The value today of receiving $5,000 at the end of each six-month period for the next four years, assuming an annual interest rate of 4% compounded semi-annually, is $33,664.

Step-by-step explanation:

To calculate the value of a series of cash flows with compound interest, we use the formula:


V = P[(1 + r/n)^(nt) - 1] / (r/n)

In this case, P is the present value (which is zero since we are finding the future value), r is the annual interest rate (4%), n is the number of times interest is compounded per year (2), and t is the number of years (4).

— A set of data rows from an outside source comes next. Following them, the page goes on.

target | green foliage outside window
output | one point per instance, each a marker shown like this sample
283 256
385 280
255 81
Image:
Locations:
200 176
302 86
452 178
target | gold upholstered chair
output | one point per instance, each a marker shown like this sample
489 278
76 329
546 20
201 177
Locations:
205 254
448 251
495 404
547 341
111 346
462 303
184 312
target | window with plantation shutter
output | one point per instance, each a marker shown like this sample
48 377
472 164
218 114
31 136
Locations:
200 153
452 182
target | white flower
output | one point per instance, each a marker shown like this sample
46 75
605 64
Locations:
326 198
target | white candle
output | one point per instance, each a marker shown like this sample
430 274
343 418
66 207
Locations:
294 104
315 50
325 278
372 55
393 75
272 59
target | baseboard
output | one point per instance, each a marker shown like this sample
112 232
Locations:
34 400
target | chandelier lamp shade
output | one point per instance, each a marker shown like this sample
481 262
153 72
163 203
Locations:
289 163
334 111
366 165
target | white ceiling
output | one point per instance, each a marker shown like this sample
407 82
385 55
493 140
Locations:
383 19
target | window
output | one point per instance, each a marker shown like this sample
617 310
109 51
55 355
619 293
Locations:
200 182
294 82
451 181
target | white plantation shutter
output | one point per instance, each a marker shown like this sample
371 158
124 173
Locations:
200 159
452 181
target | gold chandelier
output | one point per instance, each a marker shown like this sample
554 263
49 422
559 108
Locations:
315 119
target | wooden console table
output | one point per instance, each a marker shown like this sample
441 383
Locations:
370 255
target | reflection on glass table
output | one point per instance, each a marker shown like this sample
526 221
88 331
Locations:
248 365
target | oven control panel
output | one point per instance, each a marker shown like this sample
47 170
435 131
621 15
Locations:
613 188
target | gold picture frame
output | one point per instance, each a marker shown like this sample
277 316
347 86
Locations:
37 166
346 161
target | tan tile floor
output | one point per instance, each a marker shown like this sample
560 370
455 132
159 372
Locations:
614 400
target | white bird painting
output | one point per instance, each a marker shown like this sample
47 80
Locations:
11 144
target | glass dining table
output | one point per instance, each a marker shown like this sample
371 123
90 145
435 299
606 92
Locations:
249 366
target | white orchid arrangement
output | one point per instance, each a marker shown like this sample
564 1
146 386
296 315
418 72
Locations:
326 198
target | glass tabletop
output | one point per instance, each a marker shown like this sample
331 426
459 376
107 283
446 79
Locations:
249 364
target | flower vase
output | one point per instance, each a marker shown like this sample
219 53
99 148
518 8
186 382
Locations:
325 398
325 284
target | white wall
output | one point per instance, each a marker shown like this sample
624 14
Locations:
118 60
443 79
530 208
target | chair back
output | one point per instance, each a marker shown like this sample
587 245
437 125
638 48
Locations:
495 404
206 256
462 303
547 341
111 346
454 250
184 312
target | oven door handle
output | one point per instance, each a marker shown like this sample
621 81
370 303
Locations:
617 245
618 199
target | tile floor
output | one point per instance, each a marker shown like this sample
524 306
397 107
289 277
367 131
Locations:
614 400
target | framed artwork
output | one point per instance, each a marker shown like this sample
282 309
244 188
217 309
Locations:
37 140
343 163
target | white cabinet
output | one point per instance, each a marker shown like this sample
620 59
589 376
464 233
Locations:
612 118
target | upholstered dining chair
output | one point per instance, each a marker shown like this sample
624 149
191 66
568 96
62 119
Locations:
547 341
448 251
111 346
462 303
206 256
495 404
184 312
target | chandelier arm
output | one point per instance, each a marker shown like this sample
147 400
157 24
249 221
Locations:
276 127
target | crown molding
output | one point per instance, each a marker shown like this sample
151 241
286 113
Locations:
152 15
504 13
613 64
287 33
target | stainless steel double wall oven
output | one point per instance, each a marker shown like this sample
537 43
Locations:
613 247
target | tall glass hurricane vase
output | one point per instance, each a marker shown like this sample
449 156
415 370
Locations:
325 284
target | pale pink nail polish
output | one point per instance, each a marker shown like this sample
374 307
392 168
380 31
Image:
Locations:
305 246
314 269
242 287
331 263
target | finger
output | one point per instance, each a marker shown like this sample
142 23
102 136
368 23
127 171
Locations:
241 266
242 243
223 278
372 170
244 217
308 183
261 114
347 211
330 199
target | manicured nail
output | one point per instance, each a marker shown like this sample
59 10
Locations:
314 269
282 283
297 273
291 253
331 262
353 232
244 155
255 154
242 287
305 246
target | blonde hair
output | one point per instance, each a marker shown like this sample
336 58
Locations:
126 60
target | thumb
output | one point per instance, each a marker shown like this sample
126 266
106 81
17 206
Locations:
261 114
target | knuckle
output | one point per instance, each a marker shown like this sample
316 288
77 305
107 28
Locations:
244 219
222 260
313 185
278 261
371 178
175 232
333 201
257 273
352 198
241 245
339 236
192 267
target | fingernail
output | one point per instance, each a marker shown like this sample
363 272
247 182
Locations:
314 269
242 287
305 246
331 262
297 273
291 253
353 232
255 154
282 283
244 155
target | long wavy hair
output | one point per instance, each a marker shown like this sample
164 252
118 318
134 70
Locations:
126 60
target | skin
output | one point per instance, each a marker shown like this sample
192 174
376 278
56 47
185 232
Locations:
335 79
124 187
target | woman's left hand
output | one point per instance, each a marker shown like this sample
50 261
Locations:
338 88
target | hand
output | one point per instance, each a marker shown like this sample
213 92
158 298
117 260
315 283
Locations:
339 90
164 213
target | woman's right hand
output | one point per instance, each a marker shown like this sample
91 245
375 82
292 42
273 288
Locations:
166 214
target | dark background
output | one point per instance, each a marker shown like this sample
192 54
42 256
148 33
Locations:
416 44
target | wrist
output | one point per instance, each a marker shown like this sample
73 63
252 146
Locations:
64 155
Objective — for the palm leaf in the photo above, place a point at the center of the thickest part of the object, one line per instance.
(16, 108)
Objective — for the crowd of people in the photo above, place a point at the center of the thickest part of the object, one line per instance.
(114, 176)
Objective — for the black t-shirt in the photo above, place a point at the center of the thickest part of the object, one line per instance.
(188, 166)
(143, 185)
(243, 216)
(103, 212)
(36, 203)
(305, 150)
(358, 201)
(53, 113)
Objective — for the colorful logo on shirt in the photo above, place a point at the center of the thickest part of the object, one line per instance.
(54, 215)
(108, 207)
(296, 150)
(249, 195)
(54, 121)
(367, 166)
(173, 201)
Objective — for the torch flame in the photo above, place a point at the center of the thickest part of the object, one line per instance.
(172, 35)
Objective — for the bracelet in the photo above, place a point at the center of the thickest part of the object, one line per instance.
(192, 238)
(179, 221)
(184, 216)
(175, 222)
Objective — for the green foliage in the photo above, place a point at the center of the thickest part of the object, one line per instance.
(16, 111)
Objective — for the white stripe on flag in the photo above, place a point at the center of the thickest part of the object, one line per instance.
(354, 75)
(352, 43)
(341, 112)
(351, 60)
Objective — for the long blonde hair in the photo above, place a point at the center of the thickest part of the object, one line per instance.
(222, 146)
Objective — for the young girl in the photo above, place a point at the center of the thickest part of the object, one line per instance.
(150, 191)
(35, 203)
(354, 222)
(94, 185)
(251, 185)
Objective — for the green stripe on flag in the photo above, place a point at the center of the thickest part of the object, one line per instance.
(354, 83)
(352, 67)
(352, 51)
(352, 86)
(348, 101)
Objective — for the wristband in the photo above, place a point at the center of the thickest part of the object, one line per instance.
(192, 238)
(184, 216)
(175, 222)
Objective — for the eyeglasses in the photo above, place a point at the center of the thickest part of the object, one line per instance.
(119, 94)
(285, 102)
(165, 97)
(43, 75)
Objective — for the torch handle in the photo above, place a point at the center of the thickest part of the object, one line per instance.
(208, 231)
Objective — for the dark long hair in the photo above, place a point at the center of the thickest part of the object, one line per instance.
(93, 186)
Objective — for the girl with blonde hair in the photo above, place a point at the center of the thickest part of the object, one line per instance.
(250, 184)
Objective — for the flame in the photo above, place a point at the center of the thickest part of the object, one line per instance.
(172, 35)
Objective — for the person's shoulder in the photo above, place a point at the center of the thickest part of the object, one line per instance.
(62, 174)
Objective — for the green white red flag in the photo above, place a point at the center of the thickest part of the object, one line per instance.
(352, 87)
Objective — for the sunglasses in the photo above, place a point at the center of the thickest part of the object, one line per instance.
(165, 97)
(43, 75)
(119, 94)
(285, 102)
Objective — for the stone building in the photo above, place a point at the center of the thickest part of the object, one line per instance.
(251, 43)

First, we calculate the future value of each $5,000 payment:


FV = P*(1 + r/n)^(nt)

FV = 5,000*(1 + 0.02)^(2*4)

FV = $32,459 per payment

Next, we add up all the future values to get the total value:

V = FV1 + FV2 + FV3 + FV4

V = $32,459 * 4 = $129,836

However, we need to discount this amount back to today's value using the same formula:


V = P[(1 + r/n)^(nt) - 1] / (r/n)V = 0[(1 + 0.02/2)^(2*4) - 1] / (0.02/2)

V = $33,664.09 (rounded to two decimal places)

Therefore, the total value today of receiving $5,000 at the end of each six-month period for the next four years with an annual interest rate of 4% compounded semi-annually is $33,664.